Nous espérons que vous en savez davantage maintenant sur cet auteur et
nous  remercions très sincèrement Martin Page pour sa disponibilité et toutes ces réponses très éclairantes .

Pour en savoir plus :

-Le blog de l’auteur

-Sa bibliographie : en jeunesse et ses romans pour adultes

Plus tard je serai moi

En cette période d’examens, ce titre de roman « Plus tard je serai moi » écrit par Martin Page aux éditions Le Rouergue (collection Doado) ressemble à un défi lancé à bien des parents inquiets pour leur progéniture.
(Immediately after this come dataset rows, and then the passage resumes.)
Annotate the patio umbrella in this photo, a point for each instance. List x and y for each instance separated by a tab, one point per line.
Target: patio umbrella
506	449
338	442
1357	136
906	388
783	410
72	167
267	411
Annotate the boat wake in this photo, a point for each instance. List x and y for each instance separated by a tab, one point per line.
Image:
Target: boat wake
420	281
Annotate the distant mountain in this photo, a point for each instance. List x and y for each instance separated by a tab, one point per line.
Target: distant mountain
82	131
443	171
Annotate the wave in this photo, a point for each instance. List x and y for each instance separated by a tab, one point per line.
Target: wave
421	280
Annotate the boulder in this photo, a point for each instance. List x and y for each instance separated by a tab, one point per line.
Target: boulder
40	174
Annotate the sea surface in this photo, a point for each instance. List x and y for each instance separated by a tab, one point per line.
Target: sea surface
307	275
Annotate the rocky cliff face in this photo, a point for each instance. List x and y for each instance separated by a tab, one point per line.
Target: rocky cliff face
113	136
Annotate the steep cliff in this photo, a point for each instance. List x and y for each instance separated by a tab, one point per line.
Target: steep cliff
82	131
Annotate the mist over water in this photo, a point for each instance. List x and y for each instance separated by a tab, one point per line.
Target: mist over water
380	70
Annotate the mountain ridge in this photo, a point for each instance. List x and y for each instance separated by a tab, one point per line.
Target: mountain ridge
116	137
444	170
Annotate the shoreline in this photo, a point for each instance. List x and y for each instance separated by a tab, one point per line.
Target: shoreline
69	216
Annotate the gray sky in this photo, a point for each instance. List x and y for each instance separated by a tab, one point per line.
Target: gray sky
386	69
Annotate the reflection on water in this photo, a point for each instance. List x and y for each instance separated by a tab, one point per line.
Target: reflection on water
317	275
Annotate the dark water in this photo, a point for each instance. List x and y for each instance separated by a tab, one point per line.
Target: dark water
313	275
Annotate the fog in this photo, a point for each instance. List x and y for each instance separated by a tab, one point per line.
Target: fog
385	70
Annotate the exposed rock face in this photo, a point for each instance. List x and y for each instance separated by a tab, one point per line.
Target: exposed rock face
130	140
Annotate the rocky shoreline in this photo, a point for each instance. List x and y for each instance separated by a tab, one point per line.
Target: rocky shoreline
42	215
Et si finalement, les plus stressés et les plus stressants, c’était eux ? Et si finalement, il suffisait de leur faire confiance à nos jeunes pour prendre en main leur avenir ?

Alice-A lire aux pays des merveilles, Carole-3étoiles et Drawoua-Maman Baobab ont accepté de partager cette lecture pleine de fantaisie et d’humour avec Pépita-Méli-Mélo de livres.

Image

 

Pépita : Quelle est la raison principale qui vous a poussée chacune à avoir envie de lire ce livre ?

Carole : C’est très subjectif mais j’assume : l’auteur et l’éditeur sont pour moi deux incontournables ! J’adore cette collection, j’adore Martin Page ! Donc ce n’était pas négociable qu’il ne passe pas entre mes mains ! Et puis le titre et la photo de Théo Gosselin en couverture, forcément !

Alice : La proposition sur cette lecture commune a coïncidé  avec mon arrivée sur A l’ombre du grand arbre et je me suis lancée dans le grand bain sans trop réfléchir. Entre temps, j’ai participé à la lecture sur «Encore heureux qu’il ait fait beau» qui a démarré plus tôt. J’en conviens le titre est accrocheur et il interpelle forcément. Une bonne formule, tellement convaincante ! Martin Page ne m’était pas inconnu mais sans que ce soit un auteur dont je sois totalement fan.

Drawoua : Comme Carole, le titre du roman très incitatif et en même temps poétique, l’auteur dont j’ai la curiosité sans l’avoir auparavant lu et la maison d’édition qui fait partie de mes favorites. Dit comme ça, cela ne vous inciterait pas à la lecture, vous ?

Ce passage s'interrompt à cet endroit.